A meditation on hospitals, allotments and the National Health Service.

While I’m writing this I’m listening to the ‘NHS Symphony’. A new choral work commissioned by BBC Radio 3 to celebrate the 70th anniversary of our health service. It contains a collage of sounds from two Birmingham NHS hospitals, routine sounds and major life event sounds. From the cradle to the grave. From birth to death with the NHS. Humanity’s greatest creation.

All day until coming home and listening to this I’ve been at Sarah’s allotment. Together with Sarah this time though so often on my own these past weeks of her sea kayaking journeys to the Western Isles and Anglesey.

Quiet evenings walking over to Sarah’s garden in the city. To water it, weed it, care for it, notice what is happening there.

It has to be nurtured, a nurse has just said about someone’s heart. You have to preserve the heart.

I have loved the noticing and the nurturing. The seeds sprouting, the leaves poking up, unfurling. Some days all together of not much happening. Then others with changes happening every day on the run.

I’ve loved the rhythm. The walking to water. The quiet evenings amongst the midsummer allotment gardens. Us gardeners drifting past each other in the fading light. Private moments of not speaking. Each of us doing something personal. For our hearts, for our places.

The words in the symphony keep returning to time. And death is not hidden. Passing on and the risks of infection and surgery are in the conversations. Those conversations where you know the room has gone real.

I don’t remember the names of most of the plants in the garden. But I know exactly where they are and where they are up to each day. Surprised by the colours of new flowers some days. The white climbing rose that grows some pink ones. The sudden red one in the trellis of pink and purple sweet peas.

Not all of the raspberry plants survived. Not all of the seeds germinated. But the garden grew under my care, in my meditations, over May, through to now July.

A proper if late spring giving way to a proper surprise summer. Parched grass. Daily watering of the seeds and shrubs.

Arms folded, relax. Everyone ready? Ready, set, lift and down. The sounds of the rhythms of the hospitals.

Getting busy isn’t it?

Life in the garden fragile like the hospitals. Being noticed and nurtured.

Make a fist for me? Stick your tongue out?

I’ll come back to you in a bit, right?

The water is collected from the roof of the shed, along the gutters, into the butts. And is running low, running out from sunny weeks without rain. Brown water now from the tap at the bottom of the main water butt.

Water is life.

A baby cries,

Tiring, very tiring, a boy at last, last night at twenty past seven.

It’ll be nice to go home and sit on the sofa.

See you later.

The Symphony returning and returning to the rhythms of the hospitals. The lives and deaths of every day.

Dignity, the beginning and the end would be the  same.

The Symphony ends.

I walk away. The allotment gate closed behind me. All watered now. All done. Until tomorrow.

Just beautiful.

The NHS Symphony is here to listen to, for now.

The patterns and flows of life in the NHS captured in immersive stereo, with specially commissioned music sung by NHS staff and The Bach Choir. In the maternity unit at Birmingham’s Heartlands Hospital, the heart rate of an unborn child gives cause for concern. Across town at Queen Elizabeth Hospital, patients with critical heart conditions are closely monitored hour by hour.
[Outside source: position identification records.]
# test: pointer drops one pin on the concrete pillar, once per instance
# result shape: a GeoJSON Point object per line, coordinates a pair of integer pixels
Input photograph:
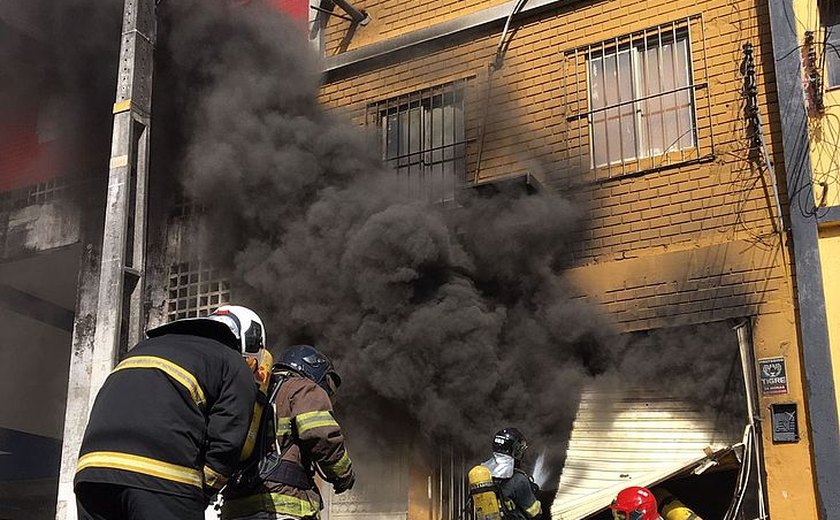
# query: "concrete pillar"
{"type": "Point", "coordinates": [109, 309]}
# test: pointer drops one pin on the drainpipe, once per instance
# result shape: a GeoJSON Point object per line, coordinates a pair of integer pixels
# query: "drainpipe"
{"type": "Point", "coordinates": [358, 16]}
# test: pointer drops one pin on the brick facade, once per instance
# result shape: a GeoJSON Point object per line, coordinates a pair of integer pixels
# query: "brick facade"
{"type": "Point", "coordinates": [679, 243]}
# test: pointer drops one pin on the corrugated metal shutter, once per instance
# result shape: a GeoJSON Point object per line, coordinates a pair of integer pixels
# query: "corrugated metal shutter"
{"type": "Point", "coordinates": [634, 438]}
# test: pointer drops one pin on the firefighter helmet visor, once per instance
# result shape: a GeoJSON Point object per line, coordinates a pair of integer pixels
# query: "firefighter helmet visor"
{"type": "Point", "coordinates": [632, 515]}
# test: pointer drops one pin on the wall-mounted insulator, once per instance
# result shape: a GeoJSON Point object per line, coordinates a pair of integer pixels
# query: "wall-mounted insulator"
{"type": "Point", "coordinates": [811, 77]}
{"type": "Point", "coordinates": [751, 95]}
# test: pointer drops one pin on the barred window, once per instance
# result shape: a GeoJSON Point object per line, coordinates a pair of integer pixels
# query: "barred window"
{"type": "Point", "coordinates": [195, 290]}
{"type": "Point", "coordinates": [635, 100]}
{"type": "Point", "coordinates": [422, 138]}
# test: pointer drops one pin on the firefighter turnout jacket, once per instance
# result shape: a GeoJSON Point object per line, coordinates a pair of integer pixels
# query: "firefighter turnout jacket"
{"type": "Point", "coordinates": [307, 435]}
{"type": "Point", "coordinates": [518, 496]}
{"type": "Point", "coordinates": [172, 418]}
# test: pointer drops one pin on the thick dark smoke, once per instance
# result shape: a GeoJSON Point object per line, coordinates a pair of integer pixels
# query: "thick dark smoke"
{"type": "Point", "coordinates": [452, 322]}
{"type": "Point", "coordinates": [453, 319]}
{"type": "Point", "coordinates": [60, 59]}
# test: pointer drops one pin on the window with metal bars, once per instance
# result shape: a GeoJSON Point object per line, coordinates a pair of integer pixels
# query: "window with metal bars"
{"type": "Point", "coordinates": [422, 138]}
{"type": "Point", "coordinates": [195, 290]}
{"type": "Point", "coordinates": [636, 100]}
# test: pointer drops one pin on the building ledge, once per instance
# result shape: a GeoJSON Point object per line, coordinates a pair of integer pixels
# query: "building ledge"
{"type": "Point", "coordinates": [369, 54]}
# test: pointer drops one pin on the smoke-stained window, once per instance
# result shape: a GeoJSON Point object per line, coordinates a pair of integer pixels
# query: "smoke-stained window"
{"type": "Point", "coordinates": [638, 101]}
{"type": "Point", "coordinates": [195, 290]}
{"type": "Point", "coordinates": [641, 104]}
{"type": "Point", "coordinates": [422, 137]}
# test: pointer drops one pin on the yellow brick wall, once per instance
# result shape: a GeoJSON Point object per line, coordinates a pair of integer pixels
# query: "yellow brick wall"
{"type": "Point", "coordinates": [679, 245]}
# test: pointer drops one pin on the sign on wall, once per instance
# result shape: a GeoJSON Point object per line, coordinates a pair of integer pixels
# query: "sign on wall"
{"type": "Point", "coordinates": [773, 374]}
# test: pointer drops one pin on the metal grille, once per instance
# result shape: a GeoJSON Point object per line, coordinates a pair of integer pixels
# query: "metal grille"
{"type": "Point", "coordinates": [195, 290]}
{"type": "Point", "coordinates": [41, 193]}
{"type": "Point", "coordinates": [422, 138]}
{"type": "Point", "coordinates": [638, 102]}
Downstairs in A&E, staff begin their shift not knowing what awaits them.

Between the Ears marks the 70th anniversary of the NHS with a unique composition depicting two Birmingham hospitals as they care for patients from cradle to grave. In four movements, the rhythms of the health service are accompanied by a special choral work written by award winning composer Alex Woolf, an alumnus of the BBC’s Proms Inspire Scheme.

The NHS Symphony is recorded in binaural stereo which simulates how the human ear hears sounds. For a fully immersive experience, the programme is best listened to on headphones. The Bach Choir are joined by members of the Barts Choir, the Lewisham & Greenwich NHS Choir and the Royal Free Music Society Choir

Conductor: Mark Austin

Solo soprano: Julia Blinko

Composer/pianist: Alex Woolf

Producer: Laurence Grissell.

Thank you all. Thank you BBC Radio 3 and Petroc Trelawny for drawing my attention to the music.

Thank you everyone working in the NHS. Humanity’s greatest creation.